Qu’il vienne, Monsieur, qu’il vienne, reprit Stimson ; s’il vient, nous n’ayons qu’à nous hâter d’aller jeter l’ancre. Je puis remplir les fonctions de pilote, et je promets de conduire le vaisseau là où vingt vents du sud-ouest ne lui feront aucun mal. Je sais qu’on peut encore faire ce que j’ai déjà vu faire deux fois. Le temps viendra où le cap Horn sera un véritable port.

Roswell quitta le gaillard d’avant, et se mit à marcher, réfléchissant à ce qu’on venait de dire. La situation était délicate, et exigeait de l’énergie autant que de la prudence. Le lecteur sait de quelle manière Dagget s’était attaché à lui depuis que les deux vaisseaux étaient partis de Block-Island. Les deux Lions de Mer avaient fait voile de Rio, et ils venaient de rallier Staten-Land la veille du jour où nous retrouvons le schooner d’Oyster-Pond, et les deux bâtiments s’étaient assez rapprochés pour que leurs capitaines pussent conférer ensemble. Il semblait que Dagget était contraire à ce qu’on traversât le détroit de Le Maire. Un de ses oncles y avait fait naufrage, et lui avait signalé cette passe comme la plus dangereuse qu’il eût jamais rencontrée. Elle offre, en effet, des obstacles à vaincre, d’après la position du vent et le point de la marée mais Roswell tenait de Stimson, qui avait doublé le cap plusieurs fois, des renseignements favorables sur ce parage. Il y avait peu de vent ; on était menacé d’avoir du gros temps. Tandis que Dagget insistait sur la nécessité de se tenir en dehors de Staten-Land, ce qui forçait les schooners à faire un grand détour et à venir affronter les vents régnants de cette contrée, qui varient du nord-est au sud-ouest, Roswell pensait à l’occasion que lui offraient les circonstances de fausser compagnie à Dagget. Après avoir discuté quelque temps, il pria Dagget d’ouvrir la marche, en lui disant qu’il le suivrait. Cela fut fait, quoique aucun des schooners ne s’éloignât de terre, avant que Roswell eût vu très-distinctement le cap San-Diego, qui appartient à la Terre-de-Feu, ce qui le mettait à même de juger de la position des principaux parages.

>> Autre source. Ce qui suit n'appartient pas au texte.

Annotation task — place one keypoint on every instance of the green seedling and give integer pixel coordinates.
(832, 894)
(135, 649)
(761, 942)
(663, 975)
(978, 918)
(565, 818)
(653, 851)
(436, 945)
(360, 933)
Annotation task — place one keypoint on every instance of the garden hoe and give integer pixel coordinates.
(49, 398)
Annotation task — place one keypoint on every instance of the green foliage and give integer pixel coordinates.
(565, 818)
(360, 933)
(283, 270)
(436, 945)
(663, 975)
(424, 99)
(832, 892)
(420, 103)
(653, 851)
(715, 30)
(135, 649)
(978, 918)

Sans prendre donc aucun engagement, il dit à Dagget d’ouvrir la marche, et il le suivit quelque temps, la direction dans laquelle il se trouvait ne l’écartant pas beaucoup de sa route. Le temps était brumeux, et il y avait des moments où le vent éclatait en rafales. Il augmenta lorsque les schooners furent plus près de Staten-Land. Dagget, qui était environ un demi-mille en avant, eut à essuyer toute la violence d’une de ces rafales qui sortait des ravins, et il s’écarta encore plus de la terre. Au même instant le brouillard sépara les deux vaisseaux. Ajoutons que le soleil était couché, et qu’une nuit sombre et triste approchait. Dagget avait allégué cette dernière raison parmi celles qu’il donnait pour éviter Staten-Land. Profitant de toutes ces circonstances, Roswell se tint à hauteur de la Terre-de-Feu.

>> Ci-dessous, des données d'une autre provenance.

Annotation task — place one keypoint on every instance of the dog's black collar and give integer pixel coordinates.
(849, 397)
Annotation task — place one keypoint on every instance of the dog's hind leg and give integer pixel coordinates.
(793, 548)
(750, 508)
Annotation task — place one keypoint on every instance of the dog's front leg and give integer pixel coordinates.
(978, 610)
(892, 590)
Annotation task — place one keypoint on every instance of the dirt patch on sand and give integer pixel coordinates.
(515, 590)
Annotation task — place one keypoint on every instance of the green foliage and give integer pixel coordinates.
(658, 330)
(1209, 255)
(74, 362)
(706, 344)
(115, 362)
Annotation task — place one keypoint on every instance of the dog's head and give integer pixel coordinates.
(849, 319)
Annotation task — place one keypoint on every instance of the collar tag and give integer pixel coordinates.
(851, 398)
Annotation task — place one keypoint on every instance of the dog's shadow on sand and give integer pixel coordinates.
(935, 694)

L’accalmie lui annonçait la marée, et il se fiait sur la force du courant pour traverser le détroit. Lorsque Roswell se trouva à peu près au milieu du canal, il se vit entraîné dans la passe, et à peine y était-il entré qu’il vogua très-rapidement vers le sud. Les rafales lui donnèrent un peu de peine, mais en somme il en vint à bout. Le lendemain matin il se trouvait au large du cap Horn, comme nous l’avons dit. Par cette expression on entend qu’un vaisseau est près de la longitude de ce cap bien connu dans le monde, mais non pas nécessairement en vue de ce cap. Peu de navigateurs voient l’extrémité du continent américain, quoiqu’ils doublent le cap, parce qu’on regarde généralement comme plus sûr de passer au sud.

Telle était la position de Dagget, qui, étant sorti du détroit formé par Staten-Land, se trouvait nécessairement à une grande distance sous le vent, et qui ne pouvait espérer d’accoster les Hermites, quand bien même il serait favorisé par le vent et la mer, avant vingt-quatre heures. C’était une grande avance que de traverser le détroit de Le Maire, et Roswell était sûr de ne plus revoir son compagnon ce jour-là, quand bien même il le voudrait ; mais Roswell n’avait pas l’idée de rien faire de pareil. Après s’être débarrassé de la sangsue, il n’éprouvait pas le moindre désir de se laisser mordre encore. C’était uniquement dans l’intention de prendre ses précautions à cet égard qu’il cherchait un port.

Pour que le lecteur comprenne mieux les incidents de l’histoire que nous allons raconter, il peut être à propos de dire un mot de la topographie des contrées où il est transporté en fiction, sinon en réalité. À l’extrémité méridionale du continent américain se trouve un groupe d’îles qui offrent un aspect sombre, stérile, rocheux, et qui la plus grande partie de l’année sont couvertes de neige.

Des arbres verts modifient ce caractère de stérilité dans les endroits un peu abrités, et l’on remarque sur certains points une végétation avare qui sert à soutenir la vie animale. Le premier détroit qui sépare ce groupe d’îles du continent, est celui de Magellan, à travers lequel les vaisseaux passent quelquefois au lieu d’aller plus loin au sud. Puis vient la Terre-de-Feu (Tierra del Fuego), qui est de beaucoup la plus grande de toutes les îles.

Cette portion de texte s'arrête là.